The ruling angered many on both sides in the crowd. Conservatives said that the court should have invalidated the 18,000 marriages, while LGBT supporters said the ruling creates two classes of gay citizens in the state.
The group Marriage Equality will hold solidarity marches in communities across California tonight. Similar marches will be held in other cities across the country.
The effort to legalize same-sex marriage for all Californians now rests with two groups preparing voter measures to overturn Prop 8 in 2010.
The California Secretary of State has given the group Yes on Equality until Aug. 17 to collect the nearly 700,000 signatures needed to qualify its initiative for the 2010 ballot. It would ask voters to repeal Prop 8. The other, by two college students, would strike the word “marriage” from all state laws.

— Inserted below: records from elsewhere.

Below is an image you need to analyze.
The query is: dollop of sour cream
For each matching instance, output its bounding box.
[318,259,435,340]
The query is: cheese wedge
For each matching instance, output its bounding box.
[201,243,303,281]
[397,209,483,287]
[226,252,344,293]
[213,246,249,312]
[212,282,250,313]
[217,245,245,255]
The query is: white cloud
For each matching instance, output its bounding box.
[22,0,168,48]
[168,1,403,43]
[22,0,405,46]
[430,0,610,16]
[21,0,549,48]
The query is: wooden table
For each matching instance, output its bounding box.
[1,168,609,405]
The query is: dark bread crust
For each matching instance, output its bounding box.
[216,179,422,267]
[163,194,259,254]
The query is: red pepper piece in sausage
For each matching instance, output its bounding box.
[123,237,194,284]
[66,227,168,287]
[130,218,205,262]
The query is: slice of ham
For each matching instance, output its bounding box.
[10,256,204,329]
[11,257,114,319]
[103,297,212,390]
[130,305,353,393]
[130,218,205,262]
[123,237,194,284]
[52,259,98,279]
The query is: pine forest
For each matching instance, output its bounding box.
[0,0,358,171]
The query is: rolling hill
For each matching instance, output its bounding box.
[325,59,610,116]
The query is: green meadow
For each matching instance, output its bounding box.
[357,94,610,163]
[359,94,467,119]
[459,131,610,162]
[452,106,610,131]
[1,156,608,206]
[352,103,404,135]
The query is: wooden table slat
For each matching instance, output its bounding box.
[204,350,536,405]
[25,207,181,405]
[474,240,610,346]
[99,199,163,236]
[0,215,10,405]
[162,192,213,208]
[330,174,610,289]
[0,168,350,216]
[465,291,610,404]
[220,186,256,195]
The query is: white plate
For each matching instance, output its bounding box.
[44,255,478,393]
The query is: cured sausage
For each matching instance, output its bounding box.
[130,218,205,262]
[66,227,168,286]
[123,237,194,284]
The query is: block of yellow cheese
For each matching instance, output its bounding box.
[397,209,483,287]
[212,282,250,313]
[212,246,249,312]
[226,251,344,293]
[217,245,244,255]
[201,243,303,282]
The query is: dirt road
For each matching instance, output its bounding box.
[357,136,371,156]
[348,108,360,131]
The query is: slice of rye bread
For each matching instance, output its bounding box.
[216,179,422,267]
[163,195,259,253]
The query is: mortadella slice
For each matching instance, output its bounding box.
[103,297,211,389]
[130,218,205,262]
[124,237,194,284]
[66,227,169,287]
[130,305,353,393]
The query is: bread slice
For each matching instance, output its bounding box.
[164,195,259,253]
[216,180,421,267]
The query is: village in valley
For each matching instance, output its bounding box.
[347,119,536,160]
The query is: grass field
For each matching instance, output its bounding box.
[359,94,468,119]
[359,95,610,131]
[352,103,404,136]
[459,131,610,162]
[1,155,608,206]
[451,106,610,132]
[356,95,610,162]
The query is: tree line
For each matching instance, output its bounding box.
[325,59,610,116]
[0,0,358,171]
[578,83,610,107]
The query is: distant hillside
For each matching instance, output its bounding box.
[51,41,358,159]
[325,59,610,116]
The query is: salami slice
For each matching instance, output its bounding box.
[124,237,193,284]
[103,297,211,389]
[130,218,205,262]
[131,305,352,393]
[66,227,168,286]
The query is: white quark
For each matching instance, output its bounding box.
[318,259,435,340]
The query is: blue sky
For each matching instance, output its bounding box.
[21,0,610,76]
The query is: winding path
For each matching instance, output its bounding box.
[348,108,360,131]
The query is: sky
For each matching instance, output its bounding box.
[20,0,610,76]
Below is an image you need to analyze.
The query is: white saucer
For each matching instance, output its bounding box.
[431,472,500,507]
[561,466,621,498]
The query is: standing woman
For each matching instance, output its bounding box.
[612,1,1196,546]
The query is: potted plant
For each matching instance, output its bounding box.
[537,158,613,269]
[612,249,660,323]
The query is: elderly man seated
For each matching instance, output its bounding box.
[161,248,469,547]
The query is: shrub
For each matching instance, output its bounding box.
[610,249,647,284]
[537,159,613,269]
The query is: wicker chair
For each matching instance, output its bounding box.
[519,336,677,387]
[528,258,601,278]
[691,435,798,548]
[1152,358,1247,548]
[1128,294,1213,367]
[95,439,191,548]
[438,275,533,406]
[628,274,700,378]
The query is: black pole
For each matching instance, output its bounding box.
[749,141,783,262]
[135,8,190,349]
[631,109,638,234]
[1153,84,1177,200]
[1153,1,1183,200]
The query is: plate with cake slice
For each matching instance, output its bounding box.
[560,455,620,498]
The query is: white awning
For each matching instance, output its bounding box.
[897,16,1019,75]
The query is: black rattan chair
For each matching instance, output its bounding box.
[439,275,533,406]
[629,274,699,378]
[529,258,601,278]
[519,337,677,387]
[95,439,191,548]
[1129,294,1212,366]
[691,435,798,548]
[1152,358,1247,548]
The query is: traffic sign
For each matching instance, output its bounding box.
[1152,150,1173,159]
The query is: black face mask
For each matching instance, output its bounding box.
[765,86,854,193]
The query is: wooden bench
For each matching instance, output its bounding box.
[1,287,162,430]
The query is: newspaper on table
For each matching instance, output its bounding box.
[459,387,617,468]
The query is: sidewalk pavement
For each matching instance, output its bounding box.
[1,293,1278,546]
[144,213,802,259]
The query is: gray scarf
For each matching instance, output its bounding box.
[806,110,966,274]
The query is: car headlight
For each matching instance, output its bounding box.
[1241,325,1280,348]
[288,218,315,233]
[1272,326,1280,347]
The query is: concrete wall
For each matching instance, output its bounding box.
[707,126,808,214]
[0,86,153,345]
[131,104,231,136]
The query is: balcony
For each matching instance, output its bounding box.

Prop 8 was passed by voters in November by a slim 52 percent. The American Civil Liberties Union, Lambda Legal and the National Center for Lesbian Rights immediately filed lawsuits challenging the constitutionality of the November Prop 8 vote. They were joined by additional suits by the cities of San Francisco and Los Angeles and a legal opinion by California Attorney General Jerry Brown.
For the court there were three issues to be determined: Is Proposition 8 invalid because it constitutes a revision of, rather than an amendment to, the California Constitution; Does Proposition 8 violate the separation of powers doctrine under the California Constitution; and If Proposition 8 is not unconstitutional, what is its effect, if any, on the 18,000 marriages of same-sex couples performed before the adoption of Proposition 8.